De acordo com o CNJ, cerca de 46.210 presos e servidores tinham contraído Covid-19 e 205 tinham falecido até 26 de outubro.
O CNJ também pediu aos juízes que reavaliassem as medidas socioeducativas para adolescentes em conflito com a lei durante a pandemia. Após essa recomendação, o número de jovens e adolescentes em unidades socioeducativas caiu para cerca de 14.600, com base em dados de inspeções por autoridades judiciárias obtidos pela Human Rights Watch. Ainda assim, pelo menos 38 unidades do sistema socioeducativo excediam sua capacidade máxima em até 90 por cento em meio a pandemia.

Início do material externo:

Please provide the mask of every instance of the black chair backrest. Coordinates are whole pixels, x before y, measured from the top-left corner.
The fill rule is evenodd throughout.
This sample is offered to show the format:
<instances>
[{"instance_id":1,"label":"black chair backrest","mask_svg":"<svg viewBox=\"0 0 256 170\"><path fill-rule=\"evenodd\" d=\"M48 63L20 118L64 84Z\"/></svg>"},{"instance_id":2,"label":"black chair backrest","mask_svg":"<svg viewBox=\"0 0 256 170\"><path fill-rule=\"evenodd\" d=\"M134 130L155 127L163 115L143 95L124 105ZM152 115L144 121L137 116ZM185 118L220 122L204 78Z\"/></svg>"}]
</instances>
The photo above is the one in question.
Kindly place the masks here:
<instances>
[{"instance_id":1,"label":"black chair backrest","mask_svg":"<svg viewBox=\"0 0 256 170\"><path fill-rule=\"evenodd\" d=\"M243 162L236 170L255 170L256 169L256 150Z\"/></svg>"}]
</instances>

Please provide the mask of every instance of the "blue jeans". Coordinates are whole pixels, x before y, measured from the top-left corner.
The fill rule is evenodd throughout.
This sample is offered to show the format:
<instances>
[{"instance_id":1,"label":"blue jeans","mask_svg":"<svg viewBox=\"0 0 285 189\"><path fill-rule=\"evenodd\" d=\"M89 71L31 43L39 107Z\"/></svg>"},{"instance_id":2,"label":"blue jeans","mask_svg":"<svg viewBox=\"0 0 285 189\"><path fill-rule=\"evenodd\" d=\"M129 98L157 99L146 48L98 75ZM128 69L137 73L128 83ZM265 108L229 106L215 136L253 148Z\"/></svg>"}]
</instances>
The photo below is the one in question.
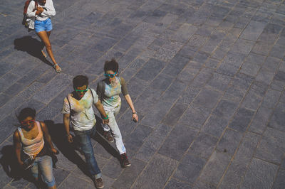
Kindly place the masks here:
<instances>
[{"instance_id":1,"label":"blue jeans","mask_svg":"<svg viewBox=\"0 0 285 189\"><path fill-rule=\"evenodd\" d=\"M94 157L93 148L91 144L91 137L96 134L95 126L87 131L74 131L74 134L78 139L81 150L83 151L88 171L95 178L102 177L101 171L97 165L96 159Z\"/></svg>"},{"instance_id":2,"label":"blue jeans","mask_svg":"<svg viewBox=\"0 0 285 189\"><path fill-rule=\"evenodd\" d=\"M38 177L38 169L40 169L43 175L43 181L47 184L48 187L52 187L56 185L53 174L53 161L51 156L36 157L33 165L33 166L31 168L31 171L36 179Z\"/></svg>"},{"instance_id":3,"label":"blue jeans","mask_svg":"<svg viewBox=\"0 0 285 189\"><path fill-rule=\"evenodd\" d=\"M53 24L51 23L51 18L48 18L45 21L35 21L35 31L36 33L40 31L50 31L53 29Z\"/></svg>"}]
</instances>

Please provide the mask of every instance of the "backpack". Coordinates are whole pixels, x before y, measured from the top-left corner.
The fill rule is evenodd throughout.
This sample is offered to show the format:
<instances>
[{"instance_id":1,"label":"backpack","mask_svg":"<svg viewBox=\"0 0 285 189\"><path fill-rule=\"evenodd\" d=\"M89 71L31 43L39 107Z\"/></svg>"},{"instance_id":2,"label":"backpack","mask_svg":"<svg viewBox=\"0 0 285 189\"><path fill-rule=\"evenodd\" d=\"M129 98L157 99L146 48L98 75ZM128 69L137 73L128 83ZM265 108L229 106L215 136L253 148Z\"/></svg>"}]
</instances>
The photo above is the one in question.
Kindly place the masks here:
<instances>
[{"instance_id":1,"label":"backpack","mask_svg":"<svg viewBox=\"0 0 285 189\"><path fill-rule=\"evenodd\" d=\"M22 21L22 24L25 26L25 28L28 29L28 31L34 29L34 18L27 18L26 13L28 10L28 6L30 4L31 1L35 1L35 8L33 11L34 11L38 7L38 1L36 0L26 0L25 2L25 6L24 6L24 18Z\"/></svg>"},{"instance_id":2,"label":"backpack","mask_svg":"<svg viewBox=\"0 0 285 189\"><path fill-rule=\"evenodd\" d=\"M118 78L119 79L119 82L120 83L120 78L119 76L117 76ZM98 89L100 89L100 94L98 94L98 95L100 95L100 100L101 101L101 103L103 103L103 100L104 99L104 94L105 94L105 79L101 80L100 82L98 82ZM97 90L98 91L98 90Z\"/></svg>"}]
</instances>

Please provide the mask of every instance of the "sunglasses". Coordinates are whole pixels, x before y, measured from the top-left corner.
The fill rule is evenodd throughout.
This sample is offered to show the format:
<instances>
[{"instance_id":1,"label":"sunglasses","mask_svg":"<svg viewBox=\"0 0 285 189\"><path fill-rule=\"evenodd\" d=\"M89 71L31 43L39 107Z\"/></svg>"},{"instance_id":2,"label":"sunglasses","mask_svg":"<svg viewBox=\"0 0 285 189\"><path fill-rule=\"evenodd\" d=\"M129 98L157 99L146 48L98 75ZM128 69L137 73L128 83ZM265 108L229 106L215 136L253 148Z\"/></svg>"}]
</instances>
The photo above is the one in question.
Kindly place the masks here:
<instances>
[{"instance_id":1,"label":"sunglasses","mask_svg":"<svg viewBox=\"0 0 285 189\"><path fill-rule=\"evenodd\" d=\"M28 121L21 121L21 124L28 125L28 124L33 124L33 122L35 122L35 119L31 119L31 120L28 120Z\"/></svg>"},{"instance_id":2,"label":"sunglasses","mask_svg":"<svg viewBox=\"0 0 285 189\"><path fill-rule=\"evenodd\" d=\"M75 90L76 92L86 92L88 90L88 87L86 87L86 90L78 90L78 89L76 89L76 88L74 88L74 90Z\"/></svg>"},{"instance_id":3,"label":"sunglasses","mask_svg":"<svg viewBox=\"0 0 285 189\"><path fill-rule=\"evenodd\" d=\"M115 77L115 75L117 74L117 72L115 72L114 74L106 74L106 73L104 73L104 75L105 75L105 77L110 77L110 78L113 78L113 77Z\"/></svg>"}]
</instances>

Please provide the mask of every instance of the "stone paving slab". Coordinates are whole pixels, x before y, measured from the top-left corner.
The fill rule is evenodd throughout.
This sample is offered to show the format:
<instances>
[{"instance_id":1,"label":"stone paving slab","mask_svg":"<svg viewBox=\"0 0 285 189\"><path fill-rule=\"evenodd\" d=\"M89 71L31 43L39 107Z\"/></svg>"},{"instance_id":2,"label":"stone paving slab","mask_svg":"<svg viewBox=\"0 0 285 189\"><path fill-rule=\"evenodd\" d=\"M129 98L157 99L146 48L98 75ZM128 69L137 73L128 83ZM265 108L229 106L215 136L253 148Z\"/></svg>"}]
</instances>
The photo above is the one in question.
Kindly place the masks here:
<instances>
[{"instance_id":1,"label":"stone paving slab","mask_svg":"<svg viewBox=\"0 0 285 189\"><path fill-rule=\"evenodd\" d=\"M94 188L61 141L60 112L72 78L95 88L112 58L140 121L123 99L130 168L114 144L93 141L105 188L285 188L284 0L53 0L58 74L21 24L24 3L0 5L0 188L36 188L6 168L15 113L31 107L61 152L58 188Z\"/></svg>"}]
</instances>

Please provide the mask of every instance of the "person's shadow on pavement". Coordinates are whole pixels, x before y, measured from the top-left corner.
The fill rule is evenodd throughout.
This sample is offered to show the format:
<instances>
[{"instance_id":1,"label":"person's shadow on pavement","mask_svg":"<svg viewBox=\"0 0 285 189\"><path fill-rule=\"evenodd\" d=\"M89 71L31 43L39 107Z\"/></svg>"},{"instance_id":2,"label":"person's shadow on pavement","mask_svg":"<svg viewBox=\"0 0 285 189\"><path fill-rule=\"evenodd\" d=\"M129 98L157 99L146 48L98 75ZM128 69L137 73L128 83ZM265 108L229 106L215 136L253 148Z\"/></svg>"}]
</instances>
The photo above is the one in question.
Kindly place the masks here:
<instances>
[{"instance_id":1,"label":"person's shadow on pavement","mask_svg":"<svg viewBox=\"0 0 285 189\"><path fill-rule=\"evenodd\" d=\"M13 145L6 145L1 149L2 156L0 158L0 164L6 175L13 178L14 181L21 179L26 180L33 184L38 188L44 187L43 182L40 179L35 182L31 173L28 171L21 168L16 158L15 150Z\"/></svg>"},{"instance_id":2,"label":"person's shadow on pavement","mask_svg":"<svg viewBox=\"0 0 285 189\"><path fill-rule=\"evenodd\" d=\"M101 128L100 121L102 122L102 120L97 117L97 116L96 119L96 129L98 128L98 129L100 130L100 128ZM73 142L72 144L69 144L66 137L66 132L63 124L55 124L53 121L51 120L45 120L44 122L48 126L51 140L56 146L58 150L66 158L76 164L85 175L91 178L92 177L88 171L86 163L76 152L76 151L78 151L81 152L82 155L83 155L79 149L79 144L76 140L76 137L74 137L74 134L73 134ZM115 149L105 139L103 139L103 136L98 134L98 132L100 133L100 131L97 130L96 134L93 139L95 140L100 145L101 145L110 154L120 160L120 154L116 149Z\"/></svg>"},{"instance_id":3,"label":"person's shadow on pavement","mask_svg":"<svg viewBox=\"0 0 285 189\"><path fill-rule=\"evenodd\" d=\"M27 52L28 54L40 59L46 64L53 65L41 53L41 50L44 47L44 44L38 40L26 36L15 39L14 45L16 50Z\"/></svg>"}]
</instances>

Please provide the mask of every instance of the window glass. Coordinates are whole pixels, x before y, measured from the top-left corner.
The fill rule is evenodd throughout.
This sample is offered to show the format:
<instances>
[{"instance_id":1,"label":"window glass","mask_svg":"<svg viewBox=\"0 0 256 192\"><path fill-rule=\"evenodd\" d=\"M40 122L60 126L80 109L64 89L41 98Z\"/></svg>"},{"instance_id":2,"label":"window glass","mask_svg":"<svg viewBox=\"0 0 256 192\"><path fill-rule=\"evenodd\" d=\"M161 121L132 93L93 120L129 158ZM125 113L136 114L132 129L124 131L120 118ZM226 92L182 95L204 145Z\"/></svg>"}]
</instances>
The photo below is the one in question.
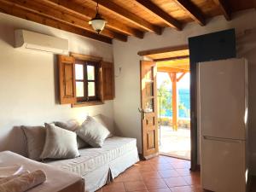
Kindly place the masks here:
<instances>
[{"instance_id":1,"label":"window glass","mask_svg":"<svg viewBox=\"0 0 256 192\"><path fill-rule=\"evenodd\" d=\"M95 67L87 66L87 79L95 80Z\"/></svg>"},{"instance_id":2,"label":"window glass","mask_svg":"<svg viewBox=\"0 0 256 192\"><path fill-rule=\"evenodd\" d=\"M80 64L75 65L76 80L84 79L84 66Z\"/></svg>"},{"instance_id":3,"label":"window glass","mask_svg":"<svg viewBox=\"0 0 256 192\"><path fill-rule=\"evenodd\" d=\"M88 82L88 96L95 96L95 82Z\"/></svg>"},{"instance_id":4,"label":"window glass","mask_svg":"<svg viewBox=\"0 0 256 192\"><path fill-rule=\"evenodd\" d=\"M77 97L84 96L84 82L76 82Z\"/></svg>"}]
</instances>

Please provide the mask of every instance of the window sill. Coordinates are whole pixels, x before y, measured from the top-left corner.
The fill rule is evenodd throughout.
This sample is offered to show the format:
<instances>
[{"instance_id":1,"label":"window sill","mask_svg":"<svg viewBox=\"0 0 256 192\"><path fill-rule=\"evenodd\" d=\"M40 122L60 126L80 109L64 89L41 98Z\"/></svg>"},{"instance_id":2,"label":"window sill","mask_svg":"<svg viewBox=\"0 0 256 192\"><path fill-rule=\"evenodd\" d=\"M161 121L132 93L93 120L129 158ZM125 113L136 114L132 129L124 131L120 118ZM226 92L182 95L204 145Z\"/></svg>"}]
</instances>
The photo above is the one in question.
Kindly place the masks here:
<instances>
[{"instance_id":1,"label":"window sill","mask_svg":"<svg viewBox=\"0 0 256 192\"><path fill-rule=\"evenodd\" d=\"M77 102L72 104L72 108L82 108L86 106L94 106L94 105L103 105L104 102L102 101L95 101L95 102Z\"/></svg>"}]
</instances>

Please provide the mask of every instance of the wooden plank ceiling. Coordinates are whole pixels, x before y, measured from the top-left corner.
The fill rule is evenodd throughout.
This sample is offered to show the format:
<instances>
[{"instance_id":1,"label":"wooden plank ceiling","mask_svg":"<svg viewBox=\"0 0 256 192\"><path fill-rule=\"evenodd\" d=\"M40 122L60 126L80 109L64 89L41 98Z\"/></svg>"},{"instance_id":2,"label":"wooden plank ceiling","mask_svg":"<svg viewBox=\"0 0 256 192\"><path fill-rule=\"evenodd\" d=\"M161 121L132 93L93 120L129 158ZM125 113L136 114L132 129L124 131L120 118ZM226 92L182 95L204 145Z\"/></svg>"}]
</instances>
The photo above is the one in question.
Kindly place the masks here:
<instances>
[{"instance_id":1,"label":"wooden plank ceiling","mask_svg":"<svg viewBox=\"0 0 256 192\"><path fill-rule=\"evenodd\" d=\"M208 18L256 8L256 0L99 0L100 14L108 21L98 35L88 21L96 14L96 0L0 0L0 11L96 40L127 41L128 36L143 38L147 32L160 35L172 27L182 31L195 21L207 25Z\"/></svg>"}]
</instances>

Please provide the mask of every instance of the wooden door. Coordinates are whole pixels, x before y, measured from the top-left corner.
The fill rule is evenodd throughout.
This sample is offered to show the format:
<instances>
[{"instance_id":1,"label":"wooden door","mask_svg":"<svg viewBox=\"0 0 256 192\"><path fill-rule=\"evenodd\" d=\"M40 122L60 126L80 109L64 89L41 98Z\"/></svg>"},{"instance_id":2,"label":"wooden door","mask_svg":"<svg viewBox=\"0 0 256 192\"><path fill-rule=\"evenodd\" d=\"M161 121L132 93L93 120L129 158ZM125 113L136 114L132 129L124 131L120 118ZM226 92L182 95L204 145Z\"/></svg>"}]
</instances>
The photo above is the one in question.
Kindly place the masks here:
<instances>
[{"instance_id":1,"label":"wooden door","mask_svg":"<svg viewBox=\"0 0 256 192\"><path fill-rule=\"evenodd\" d=\"M156 64L141 61L141 100L143 155L145 159L158 154Z\"/></svg>"}]
</instances>

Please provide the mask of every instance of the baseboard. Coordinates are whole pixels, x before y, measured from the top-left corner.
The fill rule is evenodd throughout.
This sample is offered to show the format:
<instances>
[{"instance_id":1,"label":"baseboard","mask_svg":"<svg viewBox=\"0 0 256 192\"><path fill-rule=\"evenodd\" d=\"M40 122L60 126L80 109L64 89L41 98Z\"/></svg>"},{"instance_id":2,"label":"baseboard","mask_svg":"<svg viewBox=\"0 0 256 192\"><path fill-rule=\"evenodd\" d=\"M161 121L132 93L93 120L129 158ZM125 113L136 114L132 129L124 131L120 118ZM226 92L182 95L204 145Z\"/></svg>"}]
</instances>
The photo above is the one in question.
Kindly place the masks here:
<instances>
[{"instance_id":1,"label":"baseboard","mask_svg":"<svg viewBox=\"0 0 256 192\"><path fill-rule=\"evenodd\" d=\"M143 156L142 154L138 154L139 155L139 158L140 158L140 160L149 160L151 158L154 158L154 157L156 157L159 155L159 154L150 154L148 156Z\"/></svg>"}]
</instances>

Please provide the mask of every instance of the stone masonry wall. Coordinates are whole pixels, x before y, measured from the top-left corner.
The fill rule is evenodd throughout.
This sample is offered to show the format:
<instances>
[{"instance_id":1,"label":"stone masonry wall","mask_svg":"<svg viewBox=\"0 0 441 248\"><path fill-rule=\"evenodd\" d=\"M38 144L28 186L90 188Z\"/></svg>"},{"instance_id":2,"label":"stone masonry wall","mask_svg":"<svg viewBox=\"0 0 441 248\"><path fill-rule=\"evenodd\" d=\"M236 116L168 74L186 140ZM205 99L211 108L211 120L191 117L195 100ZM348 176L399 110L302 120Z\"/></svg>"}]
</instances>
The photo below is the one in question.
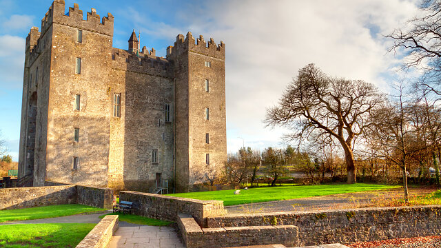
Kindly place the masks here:
<instances>
[{"instance_id":1,"label":"stone masonry wall","mask_svg":"<svg viewBox=\"0 0 441 248\"><path fill-rule=\"evenodd\" d=\"M118 229L118 216L106 216L94 227L76 248L106 248Z\"/></svg>"},{"instance_id":2,"label":"stone masonry wall","mask_svg":"<svg viewBox=\"0 0 441 248\"><path fill-rule=\"evenodd\" d=\"M76 203L74 185L0 189L0 209Z\"/></svg>"},{"instance_id":3,"label":"stone masonry wall","mask_svg":"<svg viewBox=\"0 0 441 248\"><path fill-rule=\"evenodd\" d=\"M79 185L0 189L0 209L79 203L112 208L112 191Z\"/></svg>"},{"instance_id":4,"label":"stone masonry wall","mask_svg":"<svg viewBox=\"0 0 441 248\"><path fill-rule=\"evenodd\" d=\"M292 225L201 228L191 216L179 214L178 226L188 248L229 247L298 242L298 228Z\"/></svg>"},{"instance_id":5,"label":"stone masonry wall","mask_svg":"<svg viewBox=\"0 0 441 248\"><path fill-rule=\"evenodd\" d=\"M119 200L133 202L133 214L160 220L176 221L178 213L192 215L203 227L209 216L225 214L221 200L202 200L149 193L124 191Z\"/></svg>"},{"instance_id":6,"label":"stone masonry wall","mask_svg":"<svg viewBox=\"0 0 441 248\"><path fill-rule=\"evenodd\" d=\"M79 204L110 209L113 204L113 191L109 188L76 185L76 198Z\"/></svg>"},{"instance_id":7,"label":"stone masonry wall","mask_svg":"<svg viewBox=\"0 0 441 248\"><path fill-rule=\"evenodd\" d=\"M299 245L349 243L441 234L441 206L399 207L208 217L207 227L294 225Z\"/></svg>"}]
</instances>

Em agosto, o Supremo Tribunal Federal determinou a juízes que acabassem com a superlotação em unidades do sistema socioeducativo, inclusive aplicando medidas alternativas à internação em meio fechado.
Pessoas com deficiência confinadas em instituições de acolhimento correm maior risco de contrair Covid-19 devido à superlotação e a condições de higiene geralmente precárias, embora a falta de dados centralizados torne impossível avaliar o impacto do vírus. Em maio, a Secretaria Nacional de Assistência Social pediu às autoridades locais que considerassem alternativas à institucionalização e adotassem medidas contra a Covid-19 nas instituições.